By TAMEEM AKHGAR, RAHIM FAIEZ and JON GAMBRELL
KABUL, Afghanistan (AP) — The Taliban captured a strategic provincial capital near Kabul and broke through defensive lines in Afghanistan’s third-largest city Thursday, further squeezing the country’s embattled government just weeks before the end of the American military mission there.
Seizing Ghazni cuts off a crucial highway linking the Afghan capital with the country’s southern provinces, which similarly find themselves under assault as part of an insurgent push some 20 years after U.S. and NATO troops invaded and ousted the Taliban government. Meanwhile, the assault on the city of Herat, still raging Thursday night, could put nearly all of western Afghanistan under Taliban control just a day after the militants completed their capture of the country’s northeast.
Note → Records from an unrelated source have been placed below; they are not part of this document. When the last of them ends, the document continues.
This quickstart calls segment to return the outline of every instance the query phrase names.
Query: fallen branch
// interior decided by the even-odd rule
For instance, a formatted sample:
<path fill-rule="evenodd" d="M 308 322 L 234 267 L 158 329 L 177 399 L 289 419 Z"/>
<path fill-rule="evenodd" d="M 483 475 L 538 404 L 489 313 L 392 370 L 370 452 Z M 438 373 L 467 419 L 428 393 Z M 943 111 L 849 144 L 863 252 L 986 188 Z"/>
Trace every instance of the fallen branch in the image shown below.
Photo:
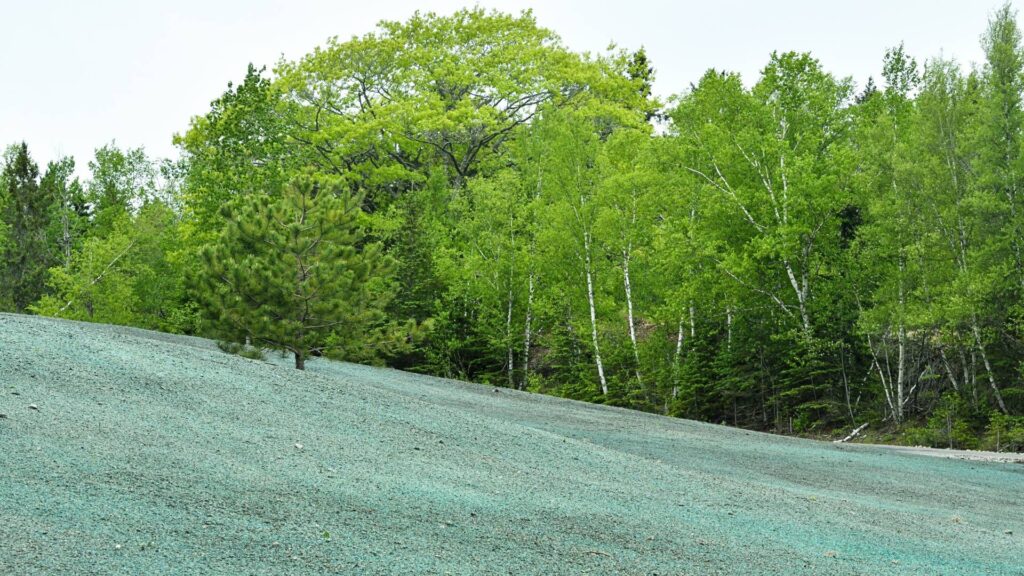
<path fill-rule="evenodd" d="M 850 433 L 850 436 L 844 438 L 843 440 L 834 440 L 833 443 L 835 443 L 835 444 L 843 444 L 844 442 L 850 442 L 851 440 L 857 438 L 860 435 L 860 433 L 863 431 L 864 428 L 867 427 L 867 424 L 868 424 L 867 422 L 864 422 L 863 424 L 860 424 L 852 433 Z"/>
While Kabul itself isn’t directly under threat yet, the loss of Ghazni and the battles elsewhere further tighten the grip of a resurgent Taliban estimated to now hold some two-thirds of the nation. Thousands of people have fled their homes amid fears the Taliban will again impose a brutal, repressive government, all but eliminating women’s rights and conducting public amputations, stonings and executions. Peace talks in Qatar remain stalled, though diplomats met throughout the day.